NATO Secretary General from Tiblisi: “Georgia will eventually join the Alliance”…

NATO Secretary General Jens Stoltenberg visited Georgia on Monday (25 March 2019) to observe NATO and Georgian forces training together. The NATO-Georgia exercise brings together around 350 participants from 24 NATO and partner countries and international organisations. The exercise is being held at the NATO-Georgia Joint Training and Evaluation Centre, which has been helping to strengthen Georgia’s defences since it was inaugurated in 2015.

Mr. Stoltenberg said the exercise shows how NATO and Georgia are stepping up their cooperation. Georgia is one of NATO’s closest partners, working with the Alliance on security in the Black Sea region. Georgia is also the largest non-NATO contributor to the Alliance’s training mission in Afghanistan and it contributes to the NATO Response Force.

Last summer in Brussels, NATO leaders reconfirmed the 2008 Bucharest Summit decision that Georgia will become a member of NATO. The Secretary General praised Georgia’s progress in making important reforms and encouraged it to continue these efforts.

During his visit Mr. Stoltenberg had talks with the President of Georgia, Ms. Salome Zourabichvili, the Prime Minister, Mr. Mamuka Bakhtadze, and other high level officials.

Joint press conference with NATO Secretary General Jens Stoltenberg and the Prime Minister of Georgia, Mamuka Bakhtadze

During a visit to Georgia, NATO Secretary-General Jens Stoltenberg has again said that the South Caucasus country will eventually join the Western military alliance, despite the Kremlin’s fierce opposition. Stoltenberg was in Tbilisi on March 25 to hold meetings with Georgian officials and attend joint NATO-Georgia military exercises, wrote RFE/RL.

Speaking alongside Prime Minister Mamuka Bakhtadze, he said that the 29 NATO member states had “clearly stated that Georgia will become a member of NATO.”
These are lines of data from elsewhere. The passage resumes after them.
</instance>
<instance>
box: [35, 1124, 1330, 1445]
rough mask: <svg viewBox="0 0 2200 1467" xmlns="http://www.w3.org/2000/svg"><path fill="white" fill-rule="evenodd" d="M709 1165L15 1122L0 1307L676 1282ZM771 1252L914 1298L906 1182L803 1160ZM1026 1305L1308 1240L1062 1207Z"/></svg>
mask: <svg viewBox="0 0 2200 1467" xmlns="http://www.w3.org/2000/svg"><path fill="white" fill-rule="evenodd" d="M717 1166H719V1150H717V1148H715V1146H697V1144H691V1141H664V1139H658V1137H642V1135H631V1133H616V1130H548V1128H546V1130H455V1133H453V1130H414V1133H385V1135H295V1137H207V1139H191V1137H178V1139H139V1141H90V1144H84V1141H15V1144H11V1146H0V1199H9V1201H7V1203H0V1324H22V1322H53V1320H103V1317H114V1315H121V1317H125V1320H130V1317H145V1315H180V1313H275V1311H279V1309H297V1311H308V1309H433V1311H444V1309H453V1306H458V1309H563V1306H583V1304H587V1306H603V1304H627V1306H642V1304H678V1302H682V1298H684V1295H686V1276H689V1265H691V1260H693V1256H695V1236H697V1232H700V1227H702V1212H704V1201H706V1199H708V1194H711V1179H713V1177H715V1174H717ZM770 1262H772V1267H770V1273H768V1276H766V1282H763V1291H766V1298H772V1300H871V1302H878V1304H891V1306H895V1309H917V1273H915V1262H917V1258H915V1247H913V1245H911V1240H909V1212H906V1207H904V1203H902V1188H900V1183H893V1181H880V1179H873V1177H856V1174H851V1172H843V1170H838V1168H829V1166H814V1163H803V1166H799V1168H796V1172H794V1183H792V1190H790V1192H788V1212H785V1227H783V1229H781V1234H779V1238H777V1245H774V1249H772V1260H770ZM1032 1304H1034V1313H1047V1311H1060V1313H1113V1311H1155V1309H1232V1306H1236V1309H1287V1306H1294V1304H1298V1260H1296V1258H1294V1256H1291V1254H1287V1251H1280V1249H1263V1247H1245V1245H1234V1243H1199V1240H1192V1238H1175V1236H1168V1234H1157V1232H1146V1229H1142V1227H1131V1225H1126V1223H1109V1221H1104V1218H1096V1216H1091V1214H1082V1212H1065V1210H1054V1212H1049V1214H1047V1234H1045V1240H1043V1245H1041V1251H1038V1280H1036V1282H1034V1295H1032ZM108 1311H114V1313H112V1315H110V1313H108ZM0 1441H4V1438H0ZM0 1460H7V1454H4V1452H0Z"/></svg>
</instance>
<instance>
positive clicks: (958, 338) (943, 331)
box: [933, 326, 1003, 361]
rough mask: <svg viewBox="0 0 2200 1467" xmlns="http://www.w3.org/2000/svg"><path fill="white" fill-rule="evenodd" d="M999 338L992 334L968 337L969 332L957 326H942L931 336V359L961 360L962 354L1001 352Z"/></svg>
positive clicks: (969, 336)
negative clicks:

“We will continue working together to prepare for Georgia’s NATO membership,” Stoltenberg said, adding that no country has the right to influence NATO’s open-door policy. “We are not accepting that Russia or any other power can decide what members can do,” he said. Bakhtadze said that “NATO membership is the choice of the Georgian people.”

At a 2008 summit in Bucharest, NATO agreed that Georgia will eventually become a member, but no firm date has been set, although the membership perspective for the country has been reconfirmed at every summit ever since.

The country of some 3.7 million people fought a brief war with Russia in August 2008, and Moscow’s continued military presence on the country’s territory adds to tensions in the region. After the war, Russia left thousands of troops in Georgia’s breakaway regions of South Ossetia and Abkhazia and recognized both as independent countries.

In Tbilisi, Stoltenberg held talks with Georgian President Salome Zurabishvili, during which he hailed Georgia’s commitment to reforms. The NATO chief also reiterated the allies’ support for Georgia’s territorial integrity and sovereignty.

Held at the Krtsanisi National Training Center near Tbilisi, the 12-day joint military exercises involve around 350 personnel from 24 NATO member states and partner countries. The drills, dubbed NATO-Georgia Exercise 2019, will last until March 29.